Fakülteyi başarıyla kazandım ve yemek paralarımı boyalarıma yatırarak mezun oldum. Aç olduğum günlerim oldu ama hiç şikayet etmedim. Bana sunulan diğer hayatı bir kez bile arzulamadan resim tutkumun peşinden gittim. Sevdiğim, istediğim mesleği yapmak benim için bu hayatın bana verebileceği en büyük armağandı zaten.

Fakülteyi bitirdikten sonra tablolar çizmeye devam ettim. Artık bir sergi açabilecek kadar geliştirmiştim kendimi. O zamanlar oldukça mütevazı bir hayata sahiptim. Ama tablolarım açılan sergilerde az da olsa satılmaya başlayınca ve tablolarıma karşı olan beğeni gün geçtikçe katlanıp arttıkça güzel kazançlar sağladım.

Kısacası, ilerleyeceğim yolda her türlü zorluğu karşıma alacak kadar cesaretim vardı ve şuan Kore'nin en ünlü ve en çok kazanan ressamıyım.

Bütün zamanımı tabi ki eve kendimi hapsedip resim çizerek harcamıyorum. Dediğim gibi, güzel olan her şeyin peşinden giderim ben. Ve dünyada çocuklardan daha güzel bir şey de tanımıyorum. Onların sonsuz hayal gücü ve masum düşünceleri ile çalışmayı çok seviyorum. Ama en çok resim yaparken yüzlerinde oluşan gülümseme için her şeyimi verebilirim.

Çocuk yurtlarından sonra huzurevlerinde çocukluklarını yaşayamayan insanlar için biraz da olsa içlerindeki çocuğu yaşatmak için çabaladım. Kimi küçük yaşta evlendirilmiş, kimi hayatlarını başkaları için yaşamış yani kısaca çocukluklarını yaşayamayan insanlar. Ama resim çizerken hepsi birer çocuk gibi mutlu oluyorlar.
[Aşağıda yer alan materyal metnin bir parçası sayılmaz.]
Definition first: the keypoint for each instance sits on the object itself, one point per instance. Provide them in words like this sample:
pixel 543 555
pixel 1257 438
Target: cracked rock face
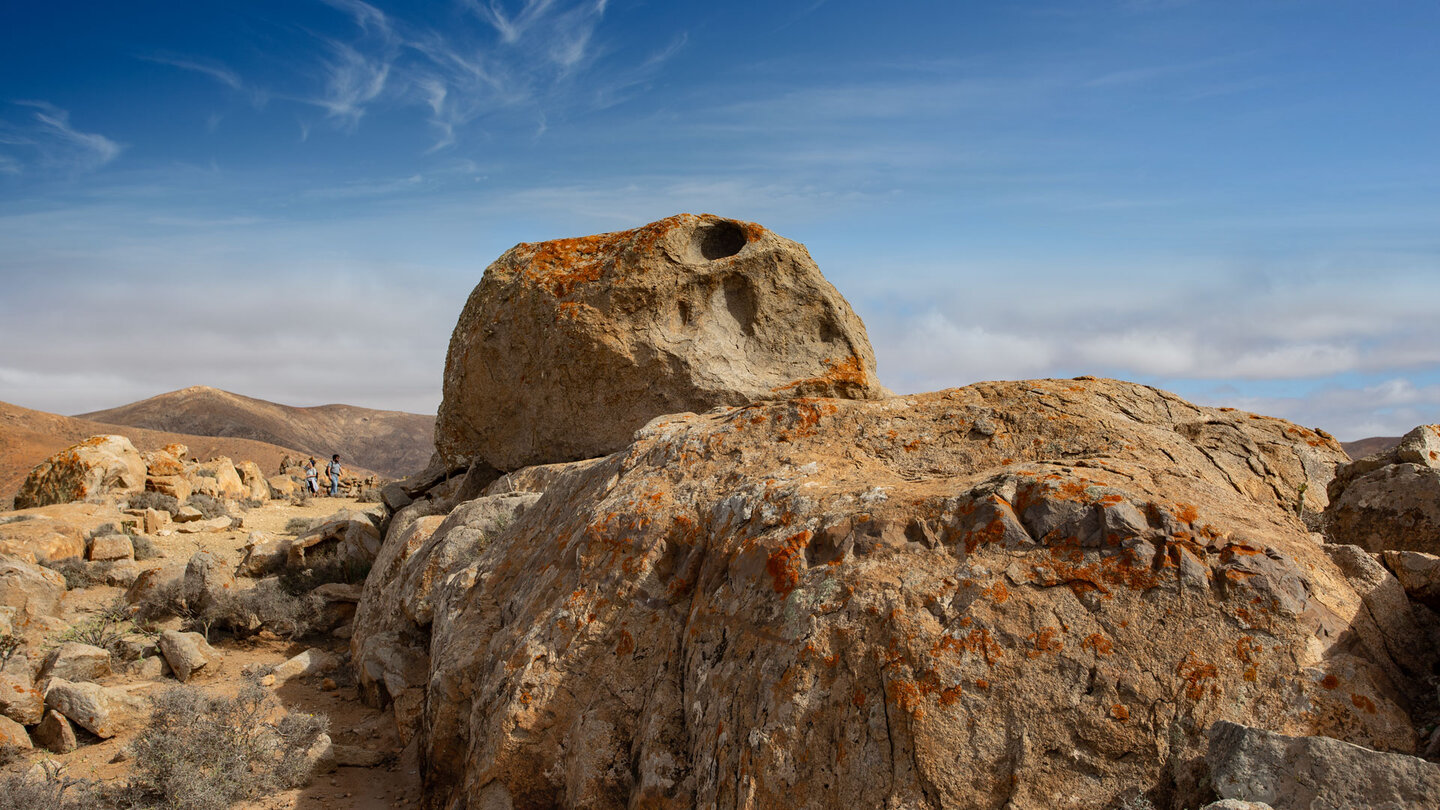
pixel 566 348
pixel 998 594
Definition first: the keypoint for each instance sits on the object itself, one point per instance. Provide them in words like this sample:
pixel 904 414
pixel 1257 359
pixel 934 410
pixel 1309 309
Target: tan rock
pixel 13 735
pixel 568 348
pixel 104 712
pixel 916 587
pixel 42 539
pixel 97 466
pixel 189 653
pixel 264 555
pixel 19 699
pixel 111 546
pixel 55 734
pixel 254 480
pixel 74 660
pixel 30 590
pixel 174 486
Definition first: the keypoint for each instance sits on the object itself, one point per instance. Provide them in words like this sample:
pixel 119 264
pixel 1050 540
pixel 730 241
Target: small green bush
pixel 208 753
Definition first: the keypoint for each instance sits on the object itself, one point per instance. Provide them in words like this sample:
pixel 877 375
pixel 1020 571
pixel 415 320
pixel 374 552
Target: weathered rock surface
pixel 13 735
pixel 74 660
pixel 208 580
pixel 30 590
pixel 1390 500
pixel 19 699
pixel 1311 773
pixel 187 653
pixel 822 601
pixel 56 734
pixel 566 348
pixel 1419 574
pixel 347 533
pixel 389 640
pixel 104 712
pixel 97 466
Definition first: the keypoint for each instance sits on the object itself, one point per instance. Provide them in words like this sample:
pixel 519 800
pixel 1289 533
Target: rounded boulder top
pixel 566 348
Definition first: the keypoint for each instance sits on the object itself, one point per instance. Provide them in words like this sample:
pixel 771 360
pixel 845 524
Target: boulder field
pixel 1014 594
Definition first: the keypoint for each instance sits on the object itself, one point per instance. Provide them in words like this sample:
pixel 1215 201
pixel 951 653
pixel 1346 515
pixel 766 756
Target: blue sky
pixel 291 199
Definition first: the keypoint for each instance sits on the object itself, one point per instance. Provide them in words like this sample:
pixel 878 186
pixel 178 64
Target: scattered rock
pixel 30 590
pixel 568 348
pixel 206 581
pixel 74 660
pixel 13 735
pixel 310 662
pixel 104 712
pixel 100 464
pixel 1390 500
pixel 55 734
pixel 111 546
pixel 264 555
pixel 1315 771
pixel 187 653
pixel 19 699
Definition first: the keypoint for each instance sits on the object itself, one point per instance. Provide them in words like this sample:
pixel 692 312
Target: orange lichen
pixel 1195 673
pixel 1044 642
pixel 784 562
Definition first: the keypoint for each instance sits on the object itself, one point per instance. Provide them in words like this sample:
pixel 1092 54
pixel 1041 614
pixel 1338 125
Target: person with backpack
pixel 334 472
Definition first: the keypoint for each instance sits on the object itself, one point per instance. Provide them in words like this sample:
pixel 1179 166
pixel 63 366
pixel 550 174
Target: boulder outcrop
pixel 825 603
pixel 1390 500
pixel 1302 773
pixel 97 466
pixel 568 346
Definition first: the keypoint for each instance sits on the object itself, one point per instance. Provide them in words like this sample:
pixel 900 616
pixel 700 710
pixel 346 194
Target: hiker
pixel 311 477
pixel 333 470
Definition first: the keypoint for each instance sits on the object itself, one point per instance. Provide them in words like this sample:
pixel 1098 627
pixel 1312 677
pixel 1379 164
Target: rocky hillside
pixel 390 443
pixel 29 437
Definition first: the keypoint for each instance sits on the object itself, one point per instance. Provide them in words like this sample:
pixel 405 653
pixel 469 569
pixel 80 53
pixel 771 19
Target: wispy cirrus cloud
pixel 49 141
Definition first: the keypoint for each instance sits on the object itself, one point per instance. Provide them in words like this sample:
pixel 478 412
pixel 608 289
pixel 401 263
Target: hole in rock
pixel 719 239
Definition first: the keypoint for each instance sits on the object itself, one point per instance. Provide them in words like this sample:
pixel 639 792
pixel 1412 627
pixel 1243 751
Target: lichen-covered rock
pixel 1303 773
pixel 566 348
pixel 97 466
pixel 824 603
pixel 1390 500
pixel 30 590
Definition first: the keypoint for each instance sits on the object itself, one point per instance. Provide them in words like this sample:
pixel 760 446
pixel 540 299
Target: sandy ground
pixel 392 784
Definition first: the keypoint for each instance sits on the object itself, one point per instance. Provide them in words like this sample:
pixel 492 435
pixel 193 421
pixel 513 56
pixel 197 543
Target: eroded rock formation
pixel 566 348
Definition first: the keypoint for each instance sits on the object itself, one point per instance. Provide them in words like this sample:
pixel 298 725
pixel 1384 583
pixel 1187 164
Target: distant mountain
pixel 29 437
pixel 1371 446
pixel 390 443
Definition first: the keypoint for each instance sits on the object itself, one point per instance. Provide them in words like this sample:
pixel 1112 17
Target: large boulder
pixel 827 603
pixel 1303 773
pixel 1390 500
pixel 390 637
pixel 566 348
pixel 97 466
pixel 30 590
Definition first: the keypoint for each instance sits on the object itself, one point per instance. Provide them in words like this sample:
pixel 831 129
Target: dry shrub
pixel 206 753
pixel 160 502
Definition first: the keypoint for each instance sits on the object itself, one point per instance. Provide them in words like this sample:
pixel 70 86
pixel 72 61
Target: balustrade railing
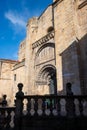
pixel 7 117
pixel 50 105
pixel 42 106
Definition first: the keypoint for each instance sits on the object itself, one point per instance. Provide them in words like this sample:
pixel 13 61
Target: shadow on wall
pixel 74 66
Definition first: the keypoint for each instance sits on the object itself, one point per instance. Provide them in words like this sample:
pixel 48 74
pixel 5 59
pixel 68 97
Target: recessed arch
pixel 44 46
pixel 47 74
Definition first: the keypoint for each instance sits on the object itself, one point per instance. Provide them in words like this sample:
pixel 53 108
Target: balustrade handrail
pixel 56 96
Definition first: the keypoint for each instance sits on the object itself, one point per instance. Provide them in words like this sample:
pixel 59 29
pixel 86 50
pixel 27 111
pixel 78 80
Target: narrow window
pixel 14 77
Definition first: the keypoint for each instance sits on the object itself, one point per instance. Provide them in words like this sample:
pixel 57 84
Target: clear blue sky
pixel 14 15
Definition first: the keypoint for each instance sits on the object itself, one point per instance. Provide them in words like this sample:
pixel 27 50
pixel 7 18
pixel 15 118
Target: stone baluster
pixel 8 118
pixel 28 105
pixel 19 106
pixel 36 105
pixel 80 107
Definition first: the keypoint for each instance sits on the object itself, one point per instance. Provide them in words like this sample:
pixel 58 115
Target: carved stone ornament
pixel 47 112
pixel 40 112
pixel 32 112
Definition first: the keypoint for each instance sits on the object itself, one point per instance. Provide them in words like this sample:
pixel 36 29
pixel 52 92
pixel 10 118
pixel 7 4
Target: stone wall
pixel 6 76
pixel 21 53
pixel 64 40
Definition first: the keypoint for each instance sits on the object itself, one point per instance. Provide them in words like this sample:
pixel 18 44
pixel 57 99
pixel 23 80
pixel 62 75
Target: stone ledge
pixel 82 4
pixel 43 40
pixel 21 64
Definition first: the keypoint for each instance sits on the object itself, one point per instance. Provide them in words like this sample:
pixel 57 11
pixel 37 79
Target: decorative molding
pixel 82 4
pixel 43 40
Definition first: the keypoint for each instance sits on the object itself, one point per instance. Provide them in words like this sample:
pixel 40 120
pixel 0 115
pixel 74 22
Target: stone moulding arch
pixel 45 71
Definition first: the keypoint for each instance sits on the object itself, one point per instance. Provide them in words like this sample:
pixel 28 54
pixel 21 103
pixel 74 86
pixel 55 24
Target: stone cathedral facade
pixel 53 53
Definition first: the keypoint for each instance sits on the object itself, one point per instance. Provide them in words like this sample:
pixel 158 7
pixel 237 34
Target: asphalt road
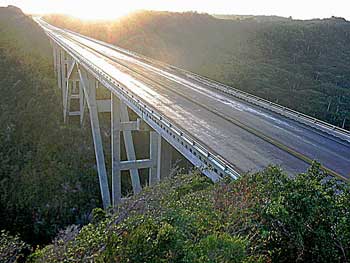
pixel 248 137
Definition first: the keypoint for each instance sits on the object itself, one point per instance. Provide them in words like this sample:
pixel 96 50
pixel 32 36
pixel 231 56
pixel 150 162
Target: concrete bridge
pixel 219 129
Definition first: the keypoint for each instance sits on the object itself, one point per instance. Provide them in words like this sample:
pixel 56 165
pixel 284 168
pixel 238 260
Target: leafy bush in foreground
pixel 262 217
pixel 12 249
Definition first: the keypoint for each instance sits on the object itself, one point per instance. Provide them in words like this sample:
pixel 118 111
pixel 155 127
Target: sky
pixel 107 9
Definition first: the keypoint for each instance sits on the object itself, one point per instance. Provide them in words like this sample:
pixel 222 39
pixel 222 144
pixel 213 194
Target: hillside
pixel 264 217
pixel 304 65
pixel 48 183
pixel 47 174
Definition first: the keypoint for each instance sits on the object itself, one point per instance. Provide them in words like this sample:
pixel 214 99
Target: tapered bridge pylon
pixel 79 89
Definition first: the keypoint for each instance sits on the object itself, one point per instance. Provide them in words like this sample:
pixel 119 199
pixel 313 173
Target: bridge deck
pixel 247 136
Şimdi ise bu zamana kadar karanlık olan hayatlarını biraz da olsa renklendirmek için bir hastaneye gidiyorum.

Aslında bunu yapmadan önce çok düşündüm. Çünkü gideceğim yerde ne ile karşılaşacağımı bilmiyorum. Daha önce hiçbir akıl hastası ile karşılaşmadım. Ve bence iletişim kurması
en güç insanlar akıl hastası olanlar. Ne düşündüklerini, ne hissettiklerini, ne gördüklerini asla bilemezsin ve bu biraz.. Korkutucu?